Security experts generally decry outsourcing, maintaining the drive to lower costs means security is forgotten. There are some reasons to be sympathetic to that posture. The modern organisation is utterly reliant on its information and information systems, and spends (hopefully) time and money ensuring both are adequately protected. Handing all that over to a third party obviously incurs some risk.

For most organisations the risk can be managed however there are some considerations. Firstly the driver for outsourcing is cost. One of the reasons that IT outsourcing can appear extremely cost effective is because corporate assets are not appropriately valued. Your data has value to your organisation, and subsequently cost will be incurred if it is stolen, destroyed or used inappropriately. If you save a million pounds in IT support costs over five years, but your customer database was hacked by organised criminals the resulting fall out and reputational damage may dwarf the saving. It is also worth remembering the risk is still yours. Even with the best written contract and insurance, if there is an issue it is your organisation that will feature in the media. A payout and admission of failure by a provider is of limited use if it comes after your customers have deserted you.

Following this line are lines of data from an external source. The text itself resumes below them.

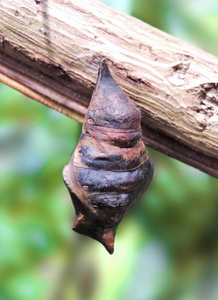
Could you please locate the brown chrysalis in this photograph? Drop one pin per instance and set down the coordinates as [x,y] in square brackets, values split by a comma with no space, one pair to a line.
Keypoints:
[109,169]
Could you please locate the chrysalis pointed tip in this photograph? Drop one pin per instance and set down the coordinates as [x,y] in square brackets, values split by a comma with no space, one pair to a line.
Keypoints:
[104,69]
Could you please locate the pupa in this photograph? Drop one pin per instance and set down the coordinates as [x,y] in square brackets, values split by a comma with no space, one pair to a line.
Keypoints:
[109,169]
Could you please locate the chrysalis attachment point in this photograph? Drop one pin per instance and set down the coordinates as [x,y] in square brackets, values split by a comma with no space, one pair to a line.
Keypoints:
[109,169]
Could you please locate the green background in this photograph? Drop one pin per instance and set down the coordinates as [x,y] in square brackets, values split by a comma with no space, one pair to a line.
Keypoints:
[166,247]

That said, outsourcing can and does work effectively and safely. After all, the same bad things can happen if you hold your own data and run all services in house. So key to successful outsourcing from a cyber security perspective is the contract (obviously you want to be sure the organisation can deliver the service it says it can, and isn’t about to go bankrupt, but these are not cyber security issues). Outsourcing contracts should contain clauses specifically security focussed. Your data should be protected at least as well as you’d protect it yourself. Focussing on the ends (protecting the data) rather than the means (specifying a technology) provides flexibility, and means you won’t incur expensive change requests when a vulnerability is found in a particular piece of encryption software that you specified in your contract. Adherence to specific standards by a supplier (such as ISO 27000) is a good sign, but should not be considered a replacement for proper due diligence.

Contracts should be reviewed by your security staff, and the data owners at your organisation. For significant or particularly sensitive contracts legal advice from lawyers who specialise in contract security clauses is also recommended.